In the 1940s, around a hundred years after Charles Babbage envisioned the concept of a mechanical computing device, the Electronic Numerical Integrator and Computer (ENIAC) was created. The first working computer, the ENIAC was a 30-ton beast that took up a huge room and whose processing power was provided by thousands of vacuum tubes. Shortly thereafter, the transistor was invented, and these replaced the vacuum tube. Around a decade later, a process was developed to carve all the needed transistors and other components out of solid blocks of material, which ushered in the invention of the microchip, or microprocessor, a tiny chip that performs all the data processing tasks of a computer. These became smaller and smaller, until we were eventually creating them at the atomic scale, and due to this miniaturization of computer components, the devices that housed them also got smaller and smaller. As more transistors fit onto increasingly tiny chips, their processing power grew and grew as their size diminished.
Meanwhile, in the late 1960s, the U.S. ARPANET, which evolved into the Internet. It was largely a data-sharing tool for scientists and other academics until the 1990s, when Tim Berners-Lee came up with the World Wide Web, which made the Internet the repository of all useful and useless knowledge, and the enabler of much impulse shopping that we know today. This led the human race to create the Mobile Internet Device (MID), a small, highly portable gadget that allows us to get on the Web to check e-mail, update our social networking sites of choice, play games and locate ourselves on a map, among many other things. But what devices can be considered MIDs? What Operating Systems Do They Run? Are all MIDs created equal? What is a MID Tablet? The meaning of the term Mobile Internet Device (MID) has evolved subtly over the years. In the mid to late 2000s, the time before tablets reigned supreme, MID was used to refer to a sort of middle-of-the-road device between a smartphone and a laptop or netbook in size and functionality: something handheld and highly portable, with a bigger screen than a smartphone so that you could more easily view and interact with full-sized Web pages, but smaller than a laptop so that you could slip it into a coat pocket and use it anywhere.
It could have a small built-in keyboard, a touch screen or both as input methods, and could utilize WiFi or cellular networks for connectivity. Sometimes, people would lump phones and netbooks into the expression MID as well, to mean any highly portable Internet-enabled device. Smartphones aside, sales of the earlier mid-sized mobile devices foundered at first, being sought mainly by technology enthusiasts. But in 2010, something happened that in a way changed the face of modern computing. The Apple iPad debuted: a 10-inch (25.4-centimeter) touchscreen tablet running Apple's proprietary iOS operating system. It allowed you to download applications from Apple's proprietary iTunes store and run them on a larger screen than the iPhone. It was very similar in function to the iPhone and the other touchscreen smartphones that followed it, but everything was scaled up. It was easier to read the text on Web pages and books, and made for an experience closer to that of operating a computer or laptop with a normal sized monitor, but with a highly responsive touch screen that allowed you to eschew the mouse, and far greater portability.
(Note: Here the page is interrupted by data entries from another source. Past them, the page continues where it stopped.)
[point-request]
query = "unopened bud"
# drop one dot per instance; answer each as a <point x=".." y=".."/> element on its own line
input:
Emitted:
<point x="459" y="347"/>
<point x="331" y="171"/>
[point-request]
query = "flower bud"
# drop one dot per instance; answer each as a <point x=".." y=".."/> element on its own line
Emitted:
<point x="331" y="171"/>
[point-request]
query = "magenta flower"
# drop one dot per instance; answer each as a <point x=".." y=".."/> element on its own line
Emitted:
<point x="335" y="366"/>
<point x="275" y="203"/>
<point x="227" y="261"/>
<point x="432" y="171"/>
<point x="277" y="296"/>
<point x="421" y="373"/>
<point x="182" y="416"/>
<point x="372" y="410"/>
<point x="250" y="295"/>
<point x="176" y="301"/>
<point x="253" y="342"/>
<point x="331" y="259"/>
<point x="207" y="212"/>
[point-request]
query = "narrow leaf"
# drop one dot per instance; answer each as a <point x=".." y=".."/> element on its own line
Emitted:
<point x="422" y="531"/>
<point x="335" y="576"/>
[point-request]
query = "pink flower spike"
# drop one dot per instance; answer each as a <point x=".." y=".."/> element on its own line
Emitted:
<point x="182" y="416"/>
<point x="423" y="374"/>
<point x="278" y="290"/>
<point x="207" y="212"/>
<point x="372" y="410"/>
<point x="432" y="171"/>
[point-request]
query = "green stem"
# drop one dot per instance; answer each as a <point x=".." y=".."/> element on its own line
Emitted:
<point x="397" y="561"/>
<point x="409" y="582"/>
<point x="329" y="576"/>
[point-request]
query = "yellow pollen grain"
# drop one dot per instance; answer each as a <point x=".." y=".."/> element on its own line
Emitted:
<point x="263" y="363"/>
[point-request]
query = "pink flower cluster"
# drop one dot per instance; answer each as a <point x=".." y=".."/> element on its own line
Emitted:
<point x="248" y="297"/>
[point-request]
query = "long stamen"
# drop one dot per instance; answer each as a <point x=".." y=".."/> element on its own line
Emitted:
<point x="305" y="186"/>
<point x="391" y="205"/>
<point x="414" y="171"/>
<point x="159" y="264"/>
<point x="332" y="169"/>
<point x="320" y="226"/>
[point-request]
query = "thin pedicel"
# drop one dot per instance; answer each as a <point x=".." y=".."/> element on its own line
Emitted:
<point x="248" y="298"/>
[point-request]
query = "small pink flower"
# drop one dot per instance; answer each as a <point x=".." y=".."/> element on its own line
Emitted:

You could use it anywhere in the house easily if you had a WiFi network, or outside the house if you found a WiFi hotspot or opted for one of the more expensive 3G cellular models. Bulky, expensive tablet computers existed before, but were more geared toward business use. The iPad made the tablet computer something the general population realized that they wanted for the first time. It sold, and is still selling, incredibly well. Now that tablets are taking over much of the market share once held by laptops, and to a lesser extent held by the small mobile devices once dubbed MIDs, the name MID is generally used to encompass both the smaller tablets and the full-size tablets themselves, often in a connotation referring to the cheaper tablet competitors. Some of these even take the name MID, like the MID M80003W, a super-cheap 8-inch (20.3-centimeter) tablet that sells for under $100, or the spate of slightly more expensive Coby-brand tablets that have MID in their model numbers.